Birth by C-section more than doubles odds of measles vaccine failure. Should I test?

@kaferty You should follow the schedule, it’s the way it is for a reason and if you’re in the US schools might not accept your child’s vaccinations if they were done off schedule (this includes getting vaccines too early, as a school nurse I see this a lot and I cannot accept any vaccines done ahead of schedule).
 
@kaferty First I have heard of this but I was a C-section baby and I have had the MMR vaccine multiple times and then gotten tested and don’t have immunity. Finally gave up on it. A doctor told me some people just don’t respond to the vaccine.
 
@r_annett Hi I’m someone who also doesn’t build immunity to measles and was told the same by an immunologist after getting MMR many times unsuccessfully. FWIW I was born vaginally.
 
@kaferty One thing to remember about statistics and studies like this that doubling the likelihood doesn’t necessarily mean much. For example if there is a 1 in 100,000 chance of something happening doubling that would mean there is a 2 in 100,000 chance. It’s still an increase probability but it does jump to guarantee.
 
@kaferty If this were true, then other vaccines would most likely be non affective. So many kids are born via C section, this just seems nonsensical that a singular vaccine would be twice as likely not to work.
 
@kaferty According to a study I just googled for this purpose, the measles vaccine failure rate is 1 in 100, which means according to the study you read, failure rate is as much as 2 in 100. Which is still obscenely low.
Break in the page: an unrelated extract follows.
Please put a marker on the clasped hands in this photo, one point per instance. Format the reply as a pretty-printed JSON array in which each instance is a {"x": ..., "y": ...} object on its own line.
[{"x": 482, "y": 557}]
And please remember that correlation is not causation.

Classical Music composers age at death is significantly lower than rock musician composers (I did a study on this in college). But this study has no real, valid point because the population I sampled was classical composers who lived prior to 1900 and we've made medical advancements since then. At surface value, most people would say rock musicians should live less long (mean age, median age, mode, etc) because of lifestyle. But it's not a comparison of apples and apples.

There is zero reason for cesarean births to impact vaccine failure rates, speaking from a medical and pathological physiology standpoint.
 
@kaferty
Overall, in the infant cohort, 133 infants were born through the caesarean section, representing 38.0% of the population, consistent with levels of cesarean section use in China (36.7%)22. Of infants born via caesarean section, 12% (16/133) failed to mount an immune response to MCV1, as compared with 5% (10/217) of infants born by vaginal delivery (Supplementary Table 8).

I would say maybe, I wouldn't. The odd ratio makes it sound more dramatic, but it goes from 95% effective to 88% effective. On the other hand, it is more significative that what I am used to seeing, so it suggests that more research is needed.
 
@kaferty One thing you could consider is boosting your babies microbiomes with appropriate probiotics. This is a known disadvantage to babies born by c-section and would logically have some impact on the immune system. This is speculation, but one possibility.